You are deciding the grid size (in blocks) like this:
int bloW=(int)ceil((double)W/32);
int bloH=(int)ceil((double)H/32);
For values of H and W that are not even multiples of the threads per block sizes (32) this creates extra threads and blocks, outside of the actual matrix you care about (1000x1000). There's nothing wrong with this; this is common practice.
However, we must make sure those extra threads don't actually do anything (i.e. don't generate invalid accesses to memory). Your kernel does not provide this checking.

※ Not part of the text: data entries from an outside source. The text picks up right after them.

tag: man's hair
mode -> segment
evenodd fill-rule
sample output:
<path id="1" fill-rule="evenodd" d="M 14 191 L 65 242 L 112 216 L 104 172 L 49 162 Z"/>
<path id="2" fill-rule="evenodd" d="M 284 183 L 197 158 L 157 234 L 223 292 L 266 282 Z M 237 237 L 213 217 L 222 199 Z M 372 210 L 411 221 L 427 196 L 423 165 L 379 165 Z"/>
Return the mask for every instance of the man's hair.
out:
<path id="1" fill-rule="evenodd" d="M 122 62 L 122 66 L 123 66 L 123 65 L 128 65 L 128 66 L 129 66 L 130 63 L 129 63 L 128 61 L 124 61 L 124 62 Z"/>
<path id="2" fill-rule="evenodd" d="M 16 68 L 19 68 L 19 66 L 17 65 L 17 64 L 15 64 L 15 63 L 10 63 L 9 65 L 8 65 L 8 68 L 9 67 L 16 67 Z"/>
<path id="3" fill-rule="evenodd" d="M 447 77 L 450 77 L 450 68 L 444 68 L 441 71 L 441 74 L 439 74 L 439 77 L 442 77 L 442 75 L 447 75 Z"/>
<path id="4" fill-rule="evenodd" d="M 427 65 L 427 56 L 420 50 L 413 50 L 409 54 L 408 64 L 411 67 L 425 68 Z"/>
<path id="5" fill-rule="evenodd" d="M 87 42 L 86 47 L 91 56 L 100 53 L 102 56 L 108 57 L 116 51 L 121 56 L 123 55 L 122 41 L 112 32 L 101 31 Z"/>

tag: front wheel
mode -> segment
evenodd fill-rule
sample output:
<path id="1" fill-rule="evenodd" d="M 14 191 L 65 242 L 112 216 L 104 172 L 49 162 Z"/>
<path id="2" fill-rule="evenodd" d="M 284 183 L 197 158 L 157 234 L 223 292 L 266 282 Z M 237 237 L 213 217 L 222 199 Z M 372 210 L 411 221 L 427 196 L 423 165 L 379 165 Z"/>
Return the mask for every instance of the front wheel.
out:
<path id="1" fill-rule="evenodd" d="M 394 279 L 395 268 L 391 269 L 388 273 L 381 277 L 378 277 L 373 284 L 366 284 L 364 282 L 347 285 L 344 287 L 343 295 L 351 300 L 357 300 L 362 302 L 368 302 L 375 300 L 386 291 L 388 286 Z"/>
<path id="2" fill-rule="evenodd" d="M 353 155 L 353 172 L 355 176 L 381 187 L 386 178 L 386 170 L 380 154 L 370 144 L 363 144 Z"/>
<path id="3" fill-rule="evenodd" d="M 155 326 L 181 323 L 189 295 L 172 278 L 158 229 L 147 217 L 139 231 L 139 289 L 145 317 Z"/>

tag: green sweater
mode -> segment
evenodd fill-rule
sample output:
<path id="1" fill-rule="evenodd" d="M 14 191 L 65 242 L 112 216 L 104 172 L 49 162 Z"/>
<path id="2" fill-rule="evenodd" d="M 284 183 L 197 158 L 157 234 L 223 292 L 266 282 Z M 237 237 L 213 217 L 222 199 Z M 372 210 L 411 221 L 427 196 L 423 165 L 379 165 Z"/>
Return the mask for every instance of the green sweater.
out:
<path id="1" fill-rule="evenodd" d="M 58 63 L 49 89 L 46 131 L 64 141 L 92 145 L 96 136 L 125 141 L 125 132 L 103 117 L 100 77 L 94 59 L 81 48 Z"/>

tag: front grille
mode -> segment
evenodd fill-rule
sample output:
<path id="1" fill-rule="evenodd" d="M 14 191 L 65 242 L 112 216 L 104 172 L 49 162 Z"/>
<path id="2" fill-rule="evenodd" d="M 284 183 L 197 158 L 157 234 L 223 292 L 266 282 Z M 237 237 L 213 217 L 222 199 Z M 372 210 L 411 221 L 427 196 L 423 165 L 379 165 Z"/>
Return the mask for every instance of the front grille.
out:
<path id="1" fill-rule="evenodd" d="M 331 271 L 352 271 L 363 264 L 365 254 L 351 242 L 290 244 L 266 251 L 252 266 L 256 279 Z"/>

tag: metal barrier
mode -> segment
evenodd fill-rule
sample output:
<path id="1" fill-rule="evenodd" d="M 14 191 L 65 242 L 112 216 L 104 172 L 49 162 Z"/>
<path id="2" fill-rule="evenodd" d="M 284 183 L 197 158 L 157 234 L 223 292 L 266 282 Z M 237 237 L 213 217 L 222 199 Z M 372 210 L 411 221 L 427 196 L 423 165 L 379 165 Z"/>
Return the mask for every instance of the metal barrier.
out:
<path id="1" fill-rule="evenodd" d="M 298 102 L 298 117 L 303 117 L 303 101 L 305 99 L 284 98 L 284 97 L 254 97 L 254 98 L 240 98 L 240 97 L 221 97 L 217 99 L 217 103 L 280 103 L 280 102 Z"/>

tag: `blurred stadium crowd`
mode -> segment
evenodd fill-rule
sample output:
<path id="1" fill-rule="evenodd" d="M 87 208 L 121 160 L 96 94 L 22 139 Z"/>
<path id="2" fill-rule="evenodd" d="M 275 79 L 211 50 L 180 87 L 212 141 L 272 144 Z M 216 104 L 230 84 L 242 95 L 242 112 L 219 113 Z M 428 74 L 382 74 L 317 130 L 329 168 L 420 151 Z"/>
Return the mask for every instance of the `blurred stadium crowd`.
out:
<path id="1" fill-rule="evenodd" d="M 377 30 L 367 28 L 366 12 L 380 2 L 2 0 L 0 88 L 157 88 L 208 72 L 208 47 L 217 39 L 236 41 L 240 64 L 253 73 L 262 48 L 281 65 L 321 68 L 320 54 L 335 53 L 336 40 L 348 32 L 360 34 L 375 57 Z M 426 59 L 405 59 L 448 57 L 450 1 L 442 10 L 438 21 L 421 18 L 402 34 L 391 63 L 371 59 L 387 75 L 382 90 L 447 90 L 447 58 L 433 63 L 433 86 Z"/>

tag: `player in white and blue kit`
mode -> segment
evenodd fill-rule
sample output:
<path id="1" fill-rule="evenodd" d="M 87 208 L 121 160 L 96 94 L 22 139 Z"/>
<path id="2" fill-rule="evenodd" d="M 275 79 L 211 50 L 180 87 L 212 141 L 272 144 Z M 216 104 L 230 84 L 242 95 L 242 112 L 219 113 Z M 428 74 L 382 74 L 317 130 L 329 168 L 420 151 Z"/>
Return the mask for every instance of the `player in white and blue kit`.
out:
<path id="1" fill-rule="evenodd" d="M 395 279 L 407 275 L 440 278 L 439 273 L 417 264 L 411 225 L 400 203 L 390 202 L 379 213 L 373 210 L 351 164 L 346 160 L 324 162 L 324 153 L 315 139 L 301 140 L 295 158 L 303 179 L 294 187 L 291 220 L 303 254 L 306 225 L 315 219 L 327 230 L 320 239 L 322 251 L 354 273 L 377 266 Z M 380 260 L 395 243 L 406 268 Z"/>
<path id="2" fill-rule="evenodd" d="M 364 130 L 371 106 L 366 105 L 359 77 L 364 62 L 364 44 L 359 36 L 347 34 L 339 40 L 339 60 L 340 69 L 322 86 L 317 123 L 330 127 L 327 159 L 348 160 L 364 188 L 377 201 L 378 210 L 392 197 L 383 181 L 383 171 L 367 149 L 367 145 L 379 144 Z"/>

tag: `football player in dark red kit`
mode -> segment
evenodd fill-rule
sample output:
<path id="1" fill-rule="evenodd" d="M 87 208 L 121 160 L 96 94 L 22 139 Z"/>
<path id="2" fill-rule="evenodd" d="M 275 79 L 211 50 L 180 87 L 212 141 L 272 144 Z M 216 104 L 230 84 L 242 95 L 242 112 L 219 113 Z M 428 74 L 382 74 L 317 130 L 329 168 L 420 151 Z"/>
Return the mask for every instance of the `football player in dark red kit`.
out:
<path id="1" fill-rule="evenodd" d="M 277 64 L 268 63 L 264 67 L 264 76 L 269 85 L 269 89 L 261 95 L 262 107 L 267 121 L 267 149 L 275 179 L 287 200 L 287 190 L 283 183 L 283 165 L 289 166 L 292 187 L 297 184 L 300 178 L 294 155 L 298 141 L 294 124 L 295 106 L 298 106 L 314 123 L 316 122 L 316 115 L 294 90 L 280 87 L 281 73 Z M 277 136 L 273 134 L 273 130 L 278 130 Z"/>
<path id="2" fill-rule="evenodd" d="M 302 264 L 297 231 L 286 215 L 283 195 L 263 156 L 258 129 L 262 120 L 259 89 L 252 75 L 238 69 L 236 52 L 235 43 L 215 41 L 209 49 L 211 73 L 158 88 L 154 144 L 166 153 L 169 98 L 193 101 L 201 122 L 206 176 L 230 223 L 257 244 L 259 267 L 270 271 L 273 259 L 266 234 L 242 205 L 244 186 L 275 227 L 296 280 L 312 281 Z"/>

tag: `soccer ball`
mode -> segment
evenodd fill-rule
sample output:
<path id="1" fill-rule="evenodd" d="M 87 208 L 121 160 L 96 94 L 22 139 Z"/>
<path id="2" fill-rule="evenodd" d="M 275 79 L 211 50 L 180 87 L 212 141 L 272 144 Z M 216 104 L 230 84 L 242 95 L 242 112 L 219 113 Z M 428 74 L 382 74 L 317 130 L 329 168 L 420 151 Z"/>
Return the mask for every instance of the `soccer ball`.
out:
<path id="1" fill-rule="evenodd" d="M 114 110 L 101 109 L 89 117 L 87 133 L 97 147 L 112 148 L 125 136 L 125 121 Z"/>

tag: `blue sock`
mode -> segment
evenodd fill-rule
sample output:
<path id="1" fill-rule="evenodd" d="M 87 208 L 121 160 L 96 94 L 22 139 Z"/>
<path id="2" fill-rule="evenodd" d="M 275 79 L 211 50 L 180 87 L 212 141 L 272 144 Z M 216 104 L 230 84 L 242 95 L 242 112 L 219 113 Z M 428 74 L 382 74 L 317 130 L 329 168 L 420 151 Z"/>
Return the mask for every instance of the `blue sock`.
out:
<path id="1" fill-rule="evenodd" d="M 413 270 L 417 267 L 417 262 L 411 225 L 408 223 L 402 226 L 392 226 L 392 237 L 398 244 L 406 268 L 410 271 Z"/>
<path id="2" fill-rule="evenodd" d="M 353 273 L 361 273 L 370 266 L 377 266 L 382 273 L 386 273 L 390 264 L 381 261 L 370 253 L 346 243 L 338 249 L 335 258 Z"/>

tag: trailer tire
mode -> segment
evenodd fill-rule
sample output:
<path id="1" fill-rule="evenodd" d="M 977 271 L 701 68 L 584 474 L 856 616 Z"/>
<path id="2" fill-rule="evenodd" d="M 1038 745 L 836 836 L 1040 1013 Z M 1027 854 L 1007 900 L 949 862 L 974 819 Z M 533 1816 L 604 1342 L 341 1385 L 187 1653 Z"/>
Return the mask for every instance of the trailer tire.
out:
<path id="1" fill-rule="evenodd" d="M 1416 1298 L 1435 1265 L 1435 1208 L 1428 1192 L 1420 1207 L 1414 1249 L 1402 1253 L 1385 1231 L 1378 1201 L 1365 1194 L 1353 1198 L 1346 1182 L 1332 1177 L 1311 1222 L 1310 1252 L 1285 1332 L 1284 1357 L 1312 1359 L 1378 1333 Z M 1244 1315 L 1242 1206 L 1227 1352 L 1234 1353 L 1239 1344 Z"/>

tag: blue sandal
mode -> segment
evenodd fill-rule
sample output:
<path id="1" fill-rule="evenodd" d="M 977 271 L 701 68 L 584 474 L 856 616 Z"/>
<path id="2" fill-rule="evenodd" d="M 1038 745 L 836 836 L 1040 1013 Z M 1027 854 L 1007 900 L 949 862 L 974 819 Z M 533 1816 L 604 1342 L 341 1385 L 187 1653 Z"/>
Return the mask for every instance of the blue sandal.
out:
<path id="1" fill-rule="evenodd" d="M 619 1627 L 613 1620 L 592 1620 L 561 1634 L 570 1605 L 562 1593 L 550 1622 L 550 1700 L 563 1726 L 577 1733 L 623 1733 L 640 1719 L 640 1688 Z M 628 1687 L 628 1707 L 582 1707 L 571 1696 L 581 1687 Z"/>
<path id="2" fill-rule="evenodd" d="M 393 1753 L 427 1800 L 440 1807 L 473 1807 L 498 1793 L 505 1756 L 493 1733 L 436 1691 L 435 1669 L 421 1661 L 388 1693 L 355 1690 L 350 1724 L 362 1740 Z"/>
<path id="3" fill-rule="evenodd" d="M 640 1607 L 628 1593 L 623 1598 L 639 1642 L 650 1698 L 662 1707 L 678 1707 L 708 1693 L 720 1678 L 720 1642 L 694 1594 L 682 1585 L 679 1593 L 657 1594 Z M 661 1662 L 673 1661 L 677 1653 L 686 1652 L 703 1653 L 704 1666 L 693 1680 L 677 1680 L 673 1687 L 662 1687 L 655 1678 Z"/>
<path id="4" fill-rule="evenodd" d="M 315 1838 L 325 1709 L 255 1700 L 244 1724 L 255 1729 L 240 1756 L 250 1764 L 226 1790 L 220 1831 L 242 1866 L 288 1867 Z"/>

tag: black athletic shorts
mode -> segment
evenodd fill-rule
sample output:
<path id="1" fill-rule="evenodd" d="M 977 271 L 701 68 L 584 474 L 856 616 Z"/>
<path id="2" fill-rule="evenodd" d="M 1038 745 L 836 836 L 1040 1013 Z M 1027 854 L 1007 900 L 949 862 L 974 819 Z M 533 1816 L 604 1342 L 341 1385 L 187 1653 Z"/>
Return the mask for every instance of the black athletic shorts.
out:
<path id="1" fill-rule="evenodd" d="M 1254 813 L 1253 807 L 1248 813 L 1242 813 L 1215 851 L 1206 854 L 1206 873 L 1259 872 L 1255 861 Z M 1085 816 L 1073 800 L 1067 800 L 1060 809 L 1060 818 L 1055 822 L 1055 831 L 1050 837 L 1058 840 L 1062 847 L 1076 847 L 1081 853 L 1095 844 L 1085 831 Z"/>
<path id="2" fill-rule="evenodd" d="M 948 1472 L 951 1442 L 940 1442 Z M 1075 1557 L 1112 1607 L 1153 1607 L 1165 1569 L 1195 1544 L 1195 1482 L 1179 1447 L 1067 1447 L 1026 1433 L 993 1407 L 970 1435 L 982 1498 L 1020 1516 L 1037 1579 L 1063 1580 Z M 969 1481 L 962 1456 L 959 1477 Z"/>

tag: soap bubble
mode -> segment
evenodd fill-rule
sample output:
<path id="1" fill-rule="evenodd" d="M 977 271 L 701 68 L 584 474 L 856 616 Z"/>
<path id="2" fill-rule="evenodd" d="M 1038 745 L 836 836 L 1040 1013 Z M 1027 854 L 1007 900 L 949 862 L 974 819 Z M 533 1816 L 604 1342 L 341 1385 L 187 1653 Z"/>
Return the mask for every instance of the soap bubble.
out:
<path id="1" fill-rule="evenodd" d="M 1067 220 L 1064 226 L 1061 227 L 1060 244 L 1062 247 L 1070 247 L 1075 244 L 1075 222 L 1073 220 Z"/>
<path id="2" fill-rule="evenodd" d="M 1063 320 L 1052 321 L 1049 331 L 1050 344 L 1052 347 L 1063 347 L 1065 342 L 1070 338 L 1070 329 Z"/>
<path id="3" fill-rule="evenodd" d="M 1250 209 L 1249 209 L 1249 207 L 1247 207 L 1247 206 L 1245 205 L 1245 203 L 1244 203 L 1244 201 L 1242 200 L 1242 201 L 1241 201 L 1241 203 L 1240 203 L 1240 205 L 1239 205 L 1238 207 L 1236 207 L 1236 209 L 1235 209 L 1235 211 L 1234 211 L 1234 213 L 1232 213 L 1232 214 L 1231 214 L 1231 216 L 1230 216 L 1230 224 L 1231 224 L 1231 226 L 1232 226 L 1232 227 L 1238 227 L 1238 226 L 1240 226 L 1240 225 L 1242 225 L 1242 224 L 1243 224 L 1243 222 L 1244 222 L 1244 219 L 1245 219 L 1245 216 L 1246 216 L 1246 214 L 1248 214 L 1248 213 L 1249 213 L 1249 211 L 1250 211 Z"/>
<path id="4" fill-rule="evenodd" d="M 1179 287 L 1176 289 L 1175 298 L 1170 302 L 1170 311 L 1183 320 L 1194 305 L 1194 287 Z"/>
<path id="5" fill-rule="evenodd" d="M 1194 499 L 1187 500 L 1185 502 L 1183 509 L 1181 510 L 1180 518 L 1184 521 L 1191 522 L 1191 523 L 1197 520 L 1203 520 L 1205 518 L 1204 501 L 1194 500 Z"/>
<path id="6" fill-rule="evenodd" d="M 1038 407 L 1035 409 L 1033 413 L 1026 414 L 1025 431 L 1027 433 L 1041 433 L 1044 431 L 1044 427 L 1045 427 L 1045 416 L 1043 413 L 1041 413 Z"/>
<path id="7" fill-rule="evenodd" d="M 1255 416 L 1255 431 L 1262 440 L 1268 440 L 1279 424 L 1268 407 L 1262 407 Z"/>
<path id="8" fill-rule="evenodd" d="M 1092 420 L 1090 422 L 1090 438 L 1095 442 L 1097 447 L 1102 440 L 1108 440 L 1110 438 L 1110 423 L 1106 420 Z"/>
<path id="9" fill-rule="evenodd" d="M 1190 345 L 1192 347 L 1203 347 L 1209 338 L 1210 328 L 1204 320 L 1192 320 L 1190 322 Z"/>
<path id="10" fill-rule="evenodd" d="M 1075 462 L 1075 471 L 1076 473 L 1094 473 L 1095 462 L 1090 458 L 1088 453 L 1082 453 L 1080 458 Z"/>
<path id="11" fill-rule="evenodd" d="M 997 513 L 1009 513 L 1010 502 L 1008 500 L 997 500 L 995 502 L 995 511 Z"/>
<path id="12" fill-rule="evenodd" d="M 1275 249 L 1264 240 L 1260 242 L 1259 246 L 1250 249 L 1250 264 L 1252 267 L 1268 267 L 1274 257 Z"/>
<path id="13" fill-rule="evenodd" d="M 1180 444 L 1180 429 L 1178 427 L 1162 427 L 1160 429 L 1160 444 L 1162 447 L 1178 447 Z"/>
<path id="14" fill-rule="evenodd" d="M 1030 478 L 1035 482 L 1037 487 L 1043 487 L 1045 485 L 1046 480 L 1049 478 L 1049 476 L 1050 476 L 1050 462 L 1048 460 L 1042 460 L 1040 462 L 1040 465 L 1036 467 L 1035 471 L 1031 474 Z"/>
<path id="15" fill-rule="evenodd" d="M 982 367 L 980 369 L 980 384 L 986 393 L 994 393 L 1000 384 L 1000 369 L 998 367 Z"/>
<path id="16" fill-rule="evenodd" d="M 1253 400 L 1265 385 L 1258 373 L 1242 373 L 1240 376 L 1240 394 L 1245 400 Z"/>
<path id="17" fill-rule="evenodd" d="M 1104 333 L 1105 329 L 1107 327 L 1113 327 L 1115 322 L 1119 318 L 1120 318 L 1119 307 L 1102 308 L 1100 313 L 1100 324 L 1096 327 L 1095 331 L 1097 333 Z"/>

If you modify your kernel to be something like this:
__global__ void MatrixCopy(float *A, float *B, int W, int H)
{
int i = blockIdx.x*blockDim.x + threadIdx.x;
int j = blockIdx.y*blockDim.y + threadIdx.y;
if ((i < W) && (j < H))
B[j*W + i]=A[j*W + i];
}
I think you'll have better results. Without this, some of your A and B references in the kernel are generating out-of-bounds accesses, which you can see if your run your code with cuda-memcheck. And you'll have to modify the kernel invocation line to add the H parameter as well. I haven't really sorted out whether your i variable corresponds to H or W; I assume you can do that and make the change if needed. In this case, since the matrix is square, it doesn't really matter.
And you should do proper cuda error checking any time you are having trouble with CUDA code. I would suggest doing this before you post here asking for help.